Ele anunciou que, especificamente na área da Segurança Pública, vai definir, nos próximos dias, investimentos em várias regiões do Estado e discutir a questão do sistema prisional com o presidente do Tribunal de Justiça do Estado, desembargador Leobino Valente. O objetivo é abrir novas vagas pra reeducandos, reformular as atuais vagas e buscar fontes de financiamentos para os novos projetos.

O encontro foi no 10º andar do Palácio Pedro Ludovico Teixeira, com as participações do vice-governador José Eliton, dos secretários de Gestão e Planejamento, Joaquim Mesquita, de Segurança Pública interino, Coronel Edson Costa Araújo, e técnicos da Secretaria da Fazenda do Estado.

Marconi pediu aos secretários Edson Costa e Joaquim Mesquita que façam acompanhamentos e estudos para posteriores deliberações sobre a reestruturação dos presídios goianos e como gerir os que serão e estão sendo construídos. “Depois do que nós vimos nos presídios do Norte e do Nordeste o ideal é que tenhamos presídios pequenos.
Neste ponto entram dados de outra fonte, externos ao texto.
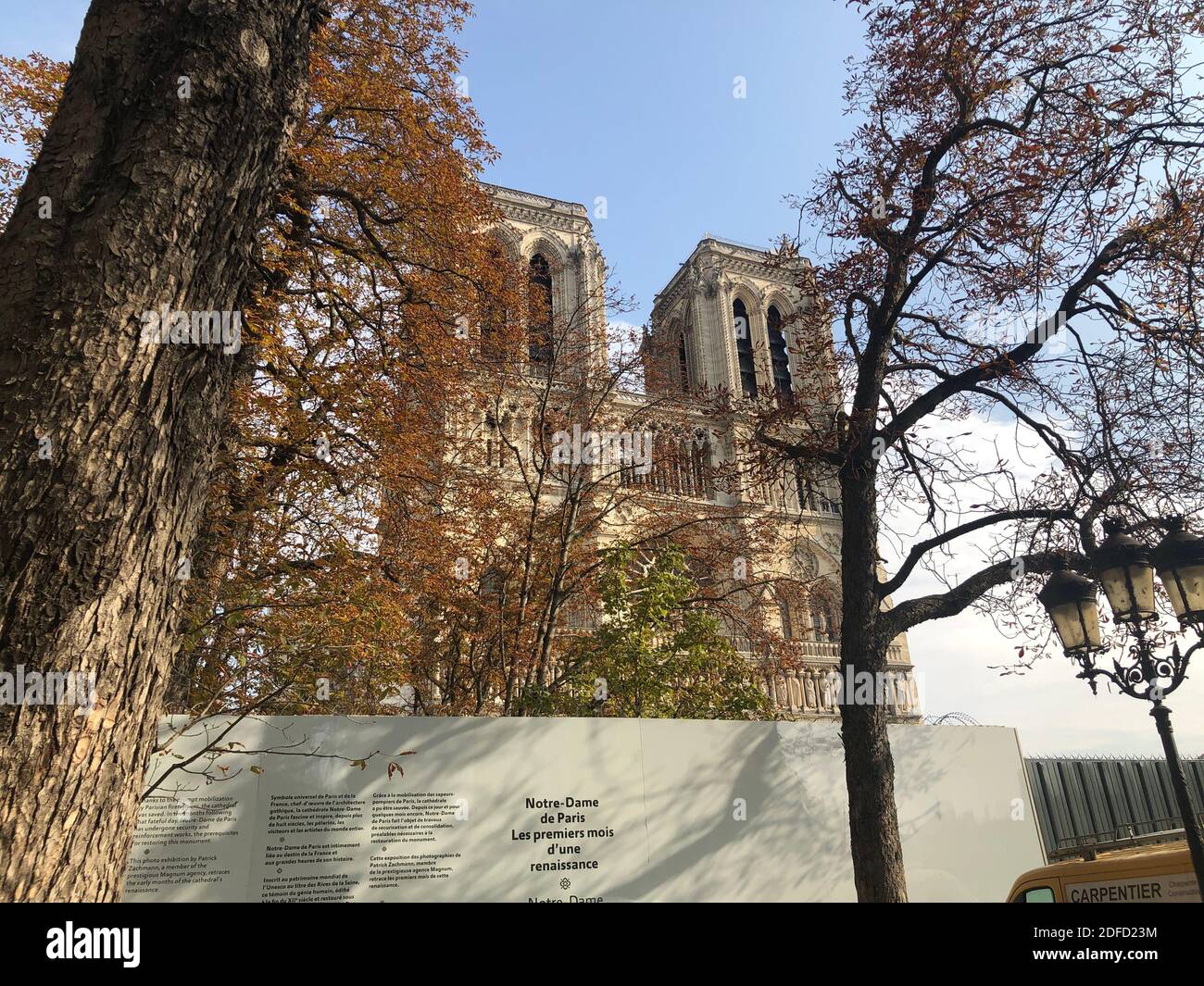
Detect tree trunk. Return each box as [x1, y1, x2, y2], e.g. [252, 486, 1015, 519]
[0, 0, 320, 901]
[840, 464, 907, 903]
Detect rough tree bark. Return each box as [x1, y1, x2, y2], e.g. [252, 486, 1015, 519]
[0, 0, 321, 901]
[840, 456, 907, 903]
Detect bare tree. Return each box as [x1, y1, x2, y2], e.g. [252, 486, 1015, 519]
[759, 0, 1204, 901]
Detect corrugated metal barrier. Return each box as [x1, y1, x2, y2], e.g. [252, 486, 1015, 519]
[1024, 757, 1204, 854]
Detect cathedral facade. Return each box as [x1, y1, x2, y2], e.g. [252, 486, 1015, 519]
[479, 185, 920, 718]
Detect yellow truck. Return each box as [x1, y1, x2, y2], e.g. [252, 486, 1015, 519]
[1008, 830, 1200, 905]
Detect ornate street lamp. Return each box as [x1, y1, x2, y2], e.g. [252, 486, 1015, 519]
[1091, 520, 1157, 624]
[1036, 561, 1102, 655]
[1038, 518, 1204, 899]
[1151, 517, 1204, 624]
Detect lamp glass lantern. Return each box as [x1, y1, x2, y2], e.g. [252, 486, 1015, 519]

Também temos de definir o que faremos no presídio de Aparecida de Goiânia, porque não dá para continuar como está. Já designei ao Jayme Rincón (Agetop) a construção de um presídio em Planaltina. O atual sistema de gestão é delicado e tem que ser amplamente discutido”, reiterou.

Além da questão da reestruturação do sistema penitenciário, foram discutidos pontos importantes para o reforço da Segurança Pública no Estado: recursos para finalização das obras de presídios, ressocialização dos presos, construção do novo Complexo Prisional de Aparecida, composto por quatro unidades prisionais, e a ampliação da capacidade de vagas.

Também foram apresentadas pela Secretaria de Segurança Pública as metas alcançadas em 2016, entre elas estão a redução de homicídios, que ficou abaixo da meta estipulada, e de latrocínios. As estatísticas nos 23 primeiros dias deste ano mostram também a diminuição de todos os índices de crimes no Estado.